04.06.2026

Alexa+ (Plus) by Amazon sbarca in Italia: perché ci riguarda

L’impatto di Alexa+ (Plus), la nuova versione dell’assistente vocale di Amazon, nelle dinamiche di ricerca. Un'analisi in chiave digital marketing.

Alexa+ (Plus) by Amazon sbarca in Italia: perché ci riguarda

Sembra passato molto più tempo da quando Amazon lanciava il suo assistente vocale - Alexa - in Italia eppure era soltanto il 2018.

La notizia, riportata sulle principali testate nazionali e internazionali, faceva riferimento a una serie di dispositivi che presentavano in dotazione questa soluzione.

Alexa era (ed è ancora oggi) un assistente digitale che si risveglia con una parola magica, per parafrasare la definizione del Corriere della Sera: una sorta di lampada di Aladino che fa avverare tutti i desideri.

Un assistente in grado di eseguire dei comandi con la sola percezione della voce, anche in ambienti rumorosi e dispersivi. Un’innovazione frutto degli sviluppi della tecnologia in cloud.
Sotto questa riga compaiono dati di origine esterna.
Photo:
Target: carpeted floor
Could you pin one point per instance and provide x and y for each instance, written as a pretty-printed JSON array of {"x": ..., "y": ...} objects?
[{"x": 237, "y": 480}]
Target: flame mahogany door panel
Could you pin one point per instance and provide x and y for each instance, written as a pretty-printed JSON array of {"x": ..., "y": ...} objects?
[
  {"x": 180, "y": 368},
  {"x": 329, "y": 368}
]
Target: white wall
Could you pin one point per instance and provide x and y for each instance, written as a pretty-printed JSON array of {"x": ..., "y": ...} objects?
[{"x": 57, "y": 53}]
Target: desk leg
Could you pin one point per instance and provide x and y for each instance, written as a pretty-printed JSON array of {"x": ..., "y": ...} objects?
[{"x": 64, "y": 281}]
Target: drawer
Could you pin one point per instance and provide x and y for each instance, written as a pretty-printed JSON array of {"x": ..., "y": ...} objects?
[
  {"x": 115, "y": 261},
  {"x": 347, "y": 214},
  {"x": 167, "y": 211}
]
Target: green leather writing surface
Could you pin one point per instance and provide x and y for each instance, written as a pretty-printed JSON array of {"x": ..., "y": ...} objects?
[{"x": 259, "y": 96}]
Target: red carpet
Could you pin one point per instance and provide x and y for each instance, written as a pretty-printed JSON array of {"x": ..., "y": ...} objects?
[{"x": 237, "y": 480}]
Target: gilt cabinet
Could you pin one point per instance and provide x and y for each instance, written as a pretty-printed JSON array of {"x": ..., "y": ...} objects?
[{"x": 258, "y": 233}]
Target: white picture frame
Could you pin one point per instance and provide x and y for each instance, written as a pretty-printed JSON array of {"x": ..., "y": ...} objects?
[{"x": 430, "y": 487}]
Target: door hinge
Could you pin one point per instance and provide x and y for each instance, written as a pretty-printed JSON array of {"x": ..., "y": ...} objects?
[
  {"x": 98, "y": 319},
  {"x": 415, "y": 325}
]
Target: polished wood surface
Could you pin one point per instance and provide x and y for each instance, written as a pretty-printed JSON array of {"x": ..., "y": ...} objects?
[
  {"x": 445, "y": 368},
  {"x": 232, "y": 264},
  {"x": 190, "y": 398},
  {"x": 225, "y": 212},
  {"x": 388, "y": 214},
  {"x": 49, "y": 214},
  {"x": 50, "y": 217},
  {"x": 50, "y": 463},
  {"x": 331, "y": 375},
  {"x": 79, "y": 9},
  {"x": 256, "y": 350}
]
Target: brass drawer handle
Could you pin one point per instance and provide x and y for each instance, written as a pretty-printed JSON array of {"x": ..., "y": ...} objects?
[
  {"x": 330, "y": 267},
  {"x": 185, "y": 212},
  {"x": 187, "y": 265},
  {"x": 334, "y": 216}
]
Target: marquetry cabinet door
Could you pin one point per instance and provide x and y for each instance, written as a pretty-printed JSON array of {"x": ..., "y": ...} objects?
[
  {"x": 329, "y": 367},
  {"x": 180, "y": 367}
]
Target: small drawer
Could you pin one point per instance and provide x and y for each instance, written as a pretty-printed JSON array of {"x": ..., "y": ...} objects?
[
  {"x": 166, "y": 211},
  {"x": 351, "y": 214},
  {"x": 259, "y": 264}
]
Oggi però non guardiamo al passato, perché dopo anni di investimenti in ricerca e sviluppo, di attese e contro attese, Amazon ha finalmente lanciato la versione evoluta del suo assistente vocale, implementata con l’IA generativa: Alexa+, già disponibile negli USA, è stata introdotta in Italia lo scorso aprile.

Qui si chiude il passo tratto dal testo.